The 50 Chief Administrative Secretaries (CASs) will wait longer before assuming office after the Court of Appeal rejected an appeal by Dennis Itumbi seeking to allow them to commence work.
Appellate court judges, Hellen Omondi, Imaana Laibuta and Ngenye Machari threw out the request by Itumbi to vacate the orders of the High Court barring CASs from assuming office and drawing salaries from the exchequer terming it premature.
"We find the appeal application by Itumbi is premature and is hereby dismissed, " the judges said.
The court of appeal judges said that they can not inquire into a matter live at the High Court.
The judges dismissed the application as a three-judge bench sitting at the Milimani High Court On Friday, May 26, 2023, heard that the appointments were illegal and a nullity in law.
Justice Kanyi Kimondo, Hedwig Ong'undi and Alnashir Vislam set July 3 as the day to determine the fate of the 50 CAS's appointment by President William Ruto.
Law Society of Kenya (LSK), Katiba Institute, Activist Eliud Matindi and Multi-Touch International have challenged the appointments asking the court to quash the same.
In the appeal by Itumbi, he had sought to vacate the orders barring them from assuming office on the grounds that they will suffer a substantial loss in that they will remain in a state of "career purgatory" since their appointment can not take effect.
He argued that they can not secure employment elsewhere since they have been appointed and sworn-in in their current respective offices.
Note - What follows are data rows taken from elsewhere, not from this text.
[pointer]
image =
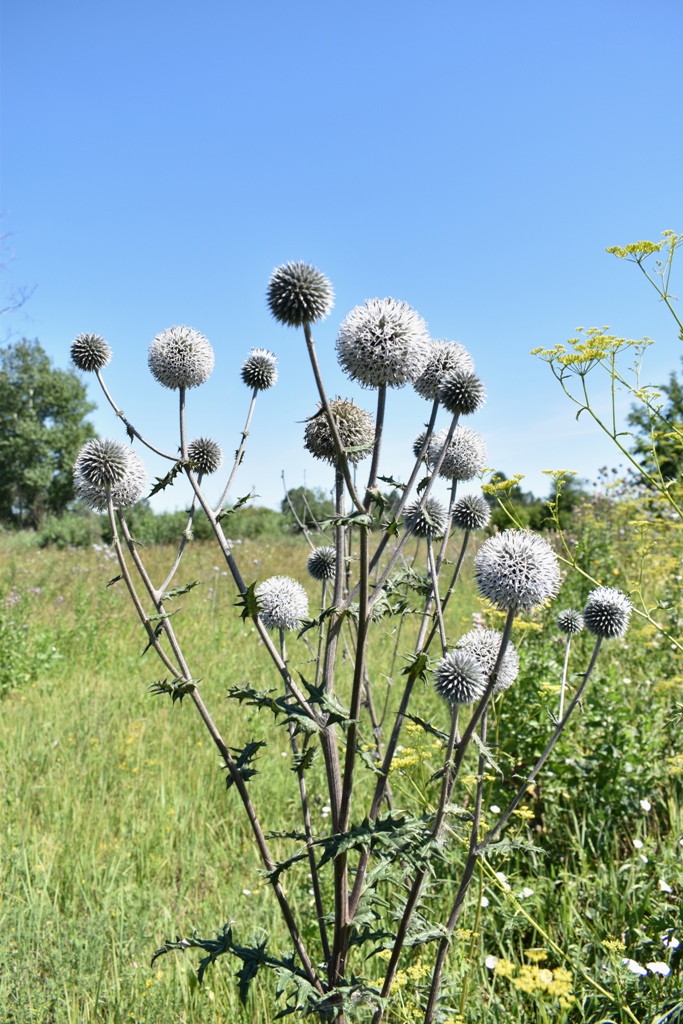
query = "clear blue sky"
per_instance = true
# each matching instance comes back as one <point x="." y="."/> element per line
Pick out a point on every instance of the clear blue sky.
<point x="159" y="159"/>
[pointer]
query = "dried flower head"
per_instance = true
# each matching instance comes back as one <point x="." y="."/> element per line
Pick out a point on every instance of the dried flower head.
<point x="516" y="569"/>
<point x="607" y="611"/>
<point x="465" y="457"/>
<point x="298" y="294"/>
<point x="322" y="563"/>
<point x="355" y="428"/>
<point x="484" y="646"/>
<point x="443" y="357"/>
<point x="259" y="370"/>
<point x="428" y="521"/>
<point x="283" y="603"/>
<point x="459" y="678"/>
<point x="180" y="356"/>
<point x="384" y="341"/>
<point x="90" y="352"/>
<point x="104" y="463"/>
<point x="206" y="454"/>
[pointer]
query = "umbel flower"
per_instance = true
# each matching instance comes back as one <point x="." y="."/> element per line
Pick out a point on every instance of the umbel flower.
<point x="298" y="294"/>
<point x="516" y="569"/>
<point x="484" y="645"/>
<point x="259" y="370"/>
<point x="459" y="678"/>
<point x="90" y="352"/>
<point x="104" y="463"/>
<point x="206" y="454"/>
<point x="383" y="342"/>
<point x="355" y="428"/>
<point x="322" y="563"/>
<point x="607" y="611"/>
<point x="443" y="357"/>
<point x="180" y="356"/>
<point x="282" y="602"/>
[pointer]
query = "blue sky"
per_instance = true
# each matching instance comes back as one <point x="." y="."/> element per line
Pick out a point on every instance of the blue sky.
<point x="159" y="159"/>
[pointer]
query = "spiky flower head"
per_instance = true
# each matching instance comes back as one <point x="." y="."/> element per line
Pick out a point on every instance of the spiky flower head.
<point x="484" y="646"/>
<point x="90" y="352"/>
<point x="466" y="455"/>
<point x="282" y="602"/>
<point x="444" y="356"/>
<point x="322" y="563"/>
<point x="259" y="370"/>
<point x="298" y="294"/>
<point x="104" y="463"/>
<point x="471" y="512"/>
<point x="607" y="611"/>
<point x="180" y="356"/>
<point x="206" y="454"/>
<point x="355" y="428"/>
<point x="459" y="678"/>
<point x="516" y="569"/>
<point x="384" y="341"/>
<point x="570" y="622"/>
<point x="462" y="392"/>
<point x="431" y="520"/>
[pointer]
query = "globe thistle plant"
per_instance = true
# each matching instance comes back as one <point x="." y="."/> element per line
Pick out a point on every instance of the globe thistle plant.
<point x="517" y="570"/>
<point x="298" y="294"/>
<point x="383" y="343"/>
<point x="180" y="356"/>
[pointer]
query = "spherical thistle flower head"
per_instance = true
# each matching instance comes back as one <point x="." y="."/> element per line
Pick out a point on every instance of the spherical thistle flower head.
<point x="459" y="678"/>
<point x="607" y="611"/>
<point x="484" y="646"/>
<point x="206" y="454"/>
<point x="471" y="512"/>
<point x="259" y="370"/>
<point x="322" y="563"/>
<point x="384" y="341"/>
<point x="516" y="569"/>
<point x="298" y="294"/>
<point x="109" y="463"/>
<point x="282" y="602"/>
<point x="570" y="622"/>
<point x="466" y="455"/>
<point x="428" y="521"/>
<point x="180" y="356"/>
<point x="355" y="428"/>
<point x="443" y="357"/>
<point x="462" y="392"/>
<point x="90" y="352"/>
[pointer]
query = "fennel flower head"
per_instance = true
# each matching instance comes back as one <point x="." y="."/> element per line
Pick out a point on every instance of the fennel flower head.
<point x="383" y="342"/>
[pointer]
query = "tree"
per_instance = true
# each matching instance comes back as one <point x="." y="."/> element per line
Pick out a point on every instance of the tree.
<point x="42" y="427"/>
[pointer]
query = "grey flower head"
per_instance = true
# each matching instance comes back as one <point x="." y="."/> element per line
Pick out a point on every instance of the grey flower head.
<point x="462" y="392"/>
<point x="570" y="622"/>
<point x="259" y="370"/>
<point x="484" y="646"/>
<point x="384" y="341"/>
<point x="206" y="454"/>
<point x="298" y="294"/>
<point x="322" y="563"/>
<point x="282" y="602"/>
<point x="465" y="457"/>
<point x="355" y="428"/>
<point x="428" y="521"/>
<point x="471" y="512"/>
<point x="516" y="569"/>
<point x="103" y="463"/>
<point x="607" y="611"/>
<point x="90" y="352"/>
<point x="459" y="678"/>
<point x="180" y="356"/>
<point x="443" y="357"/>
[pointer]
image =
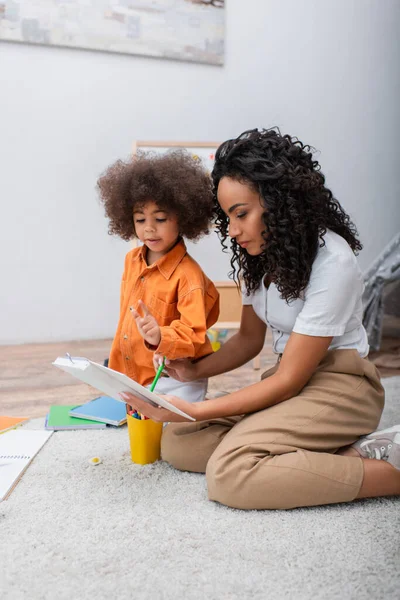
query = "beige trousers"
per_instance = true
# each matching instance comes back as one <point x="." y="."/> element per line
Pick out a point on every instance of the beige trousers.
<point x="284" y="456"/>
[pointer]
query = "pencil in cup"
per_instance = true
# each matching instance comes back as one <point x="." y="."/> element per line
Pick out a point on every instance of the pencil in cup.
<point x="145" y="434"/>
<point x="144" y="440"/>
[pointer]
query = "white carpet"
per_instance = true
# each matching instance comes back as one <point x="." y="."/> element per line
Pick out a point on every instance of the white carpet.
<point x="75" y="531"/>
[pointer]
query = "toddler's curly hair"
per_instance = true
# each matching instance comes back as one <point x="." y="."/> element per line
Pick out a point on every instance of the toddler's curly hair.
<point x="176" y="181"/>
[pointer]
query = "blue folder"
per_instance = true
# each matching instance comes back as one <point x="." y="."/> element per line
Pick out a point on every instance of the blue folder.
<point x="103" y="409"/>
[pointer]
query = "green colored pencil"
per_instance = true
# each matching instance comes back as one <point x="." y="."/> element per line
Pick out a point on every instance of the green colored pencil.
<point x="158" y="374"/>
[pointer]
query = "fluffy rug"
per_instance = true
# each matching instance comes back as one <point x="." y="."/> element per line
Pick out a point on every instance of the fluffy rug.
<point x="71" y="530"/>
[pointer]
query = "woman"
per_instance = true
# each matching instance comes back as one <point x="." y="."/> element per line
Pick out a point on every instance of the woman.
<point x="293" y="439"/>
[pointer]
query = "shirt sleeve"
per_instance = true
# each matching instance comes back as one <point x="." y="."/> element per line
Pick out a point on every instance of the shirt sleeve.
<point x="334" y="288"/>
<point x="184" y="336"/>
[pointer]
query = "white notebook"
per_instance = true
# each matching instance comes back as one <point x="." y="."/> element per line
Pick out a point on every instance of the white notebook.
<point x="111" y="382"/>
<point x="17" y="449"/>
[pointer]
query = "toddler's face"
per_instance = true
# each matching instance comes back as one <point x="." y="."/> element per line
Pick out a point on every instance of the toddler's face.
<point x="156" y="228"/>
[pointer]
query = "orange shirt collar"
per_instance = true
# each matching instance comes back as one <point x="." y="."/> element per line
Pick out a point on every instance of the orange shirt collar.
<point x="167" y="263"/>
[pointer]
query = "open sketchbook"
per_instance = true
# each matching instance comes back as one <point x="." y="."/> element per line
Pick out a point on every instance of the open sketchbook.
<point x="17" y="450"/>
<point x="111" y="383"/>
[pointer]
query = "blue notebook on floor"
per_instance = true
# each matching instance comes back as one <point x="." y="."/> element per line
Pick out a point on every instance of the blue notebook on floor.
<point x="103" y="409"/>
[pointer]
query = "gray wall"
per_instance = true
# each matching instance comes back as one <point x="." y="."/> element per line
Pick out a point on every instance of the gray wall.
<point x="324" y="70"/>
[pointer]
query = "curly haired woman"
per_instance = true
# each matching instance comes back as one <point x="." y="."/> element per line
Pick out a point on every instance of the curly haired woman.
<point x="167" y="302"/>
<point x="294" y="438"/>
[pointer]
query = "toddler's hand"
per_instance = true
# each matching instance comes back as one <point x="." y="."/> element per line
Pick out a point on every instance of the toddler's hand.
<point x="147" y="325"/>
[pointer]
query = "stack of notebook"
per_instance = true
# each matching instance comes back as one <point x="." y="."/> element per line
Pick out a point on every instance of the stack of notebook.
<point x="96" y="414"/>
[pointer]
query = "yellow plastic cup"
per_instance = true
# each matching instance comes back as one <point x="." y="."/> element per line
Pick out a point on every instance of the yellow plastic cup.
<point x="144" y="440"/>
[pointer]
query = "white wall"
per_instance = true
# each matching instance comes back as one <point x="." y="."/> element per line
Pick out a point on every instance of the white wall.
<point x="324" y="70"/>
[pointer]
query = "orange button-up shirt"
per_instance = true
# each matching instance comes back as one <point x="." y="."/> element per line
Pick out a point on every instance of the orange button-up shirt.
<point x="182" y="299"/>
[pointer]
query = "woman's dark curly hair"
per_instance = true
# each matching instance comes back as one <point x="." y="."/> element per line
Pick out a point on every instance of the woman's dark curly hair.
<point x="175" y="181"/>
<point x="298" y="208"/>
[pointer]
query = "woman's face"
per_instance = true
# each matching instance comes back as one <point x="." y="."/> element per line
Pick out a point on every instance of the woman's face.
<point x="242" y="205"/>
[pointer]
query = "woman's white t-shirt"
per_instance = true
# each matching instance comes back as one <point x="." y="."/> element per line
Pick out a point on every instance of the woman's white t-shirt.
<point x="330" y="305"/>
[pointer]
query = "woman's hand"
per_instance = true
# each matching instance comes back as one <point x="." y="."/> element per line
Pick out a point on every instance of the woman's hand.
<point x="162" y="414"/>
<point x="181" y="369"/>
<point x="147" y="325"/>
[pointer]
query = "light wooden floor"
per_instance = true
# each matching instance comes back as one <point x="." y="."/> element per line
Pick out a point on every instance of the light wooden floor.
<point x="29" y="384"/>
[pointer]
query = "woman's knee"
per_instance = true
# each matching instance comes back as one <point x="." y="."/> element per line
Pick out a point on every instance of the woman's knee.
<point x="171" y="450"/>
<point x="182" y="447"/>
<point x="238" y="482"/>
"Since the appointees can neither serve in the office to which they were recruited nor seek other gainful employment; the balance of convenience tilts in favour of sustaining the appointment of the CASs to facilitate seamless service delivery within the Public Service, " Itumbi argued.
But the petitioners in the High Court LSK, Katiba Institute and Matindi urged the Court of Appeal to dismiss the appeal by Itumbi as it is 'premature'.
"The application before this court and the intended appeal is premature, as the matters to which they relate are yet to be heard and determined by the High Court," they argued.